Continuo a fissare la parete gelatinosa come se mi aspettassi di vedervi magicamente comparire incisa la soluzione. Mi sforzo di trovare una via alternativa, ma il bruciore alle dita mi impedisce di concentrarmi. Cerco di ignorarlo, non ho tempo ora per cose ininfluenti come le ferite e i dolori fisici, ma fare finta che non esista prosciuga tutte le mie energie mentali.

Alla fine mi arrendo e, con la mano sana, estraggo l'ampolla con il liquido disinfettante dalla bisaccia. Strappo un pezzo di garza e, dopo averlo imbevuto con il distillato, lo passo dolcemente sui polpastrelli. Contraggo il viso in una smorfia di dolore, ma mi impongo di portare a termine l'operazione il più in fretta possibile. Forse dovrei fasciare le dita, ma purtroppo non sono in grado di farlo da sola, così faccio scivolare di nuovo il rotolo di garza nella mia piccola borsa senza fondo.

Alzo di scatto lo sguardo verso il cubo mentre un mezzo sorriso mi attraversa il viso.
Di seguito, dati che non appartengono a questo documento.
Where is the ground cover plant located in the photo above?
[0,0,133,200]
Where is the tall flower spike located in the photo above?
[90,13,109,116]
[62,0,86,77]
Ho un'idea, non so se funzionerà o se è una pazzia, ma vale la pena tentare.

Rovescio tutto il contenuto della bisaccia in terra e, dopo aver strappato un pezzo di stoffa abbastanza ampio dal vestito, lo uso per fare un fagotto e metterci dentro gli oggetti. Mi sento in colpa a distruggere così il vestito che mia madre ha fatto con tanto amore, ma sono sicura che lei capirebbe e io non ho certo il tempo di perdermi in sentimentalismi.

Afferro con decisione la borsa, ma, dimentica per un attimo delle scottature, lo faccio con entrambe le mani. Subito stille di dolore dalle dita mi risalgono lungo l'avambraccio. Mi mordo le labbra, gemendo e lasciando cadere la bisaccia. La vista mi si appanna e, prima di riuscire a fare qualunque cosa, devo aspettare che il dolore si attenui.

Quando torna a essere una sorda presenza di sottofondo riafferro la borsa, facendo bene attenzione a toccarla solo con le dita sane, ed è a questo punto che noto tutte le pecche del mio piano. Sì, è vero che la mia borsa non ha confini e potrebbe facilmente inglobare tutta la gelatina lasciando libero l'accesso alle porte, ma come convincere il cubo a entrarvi dentro?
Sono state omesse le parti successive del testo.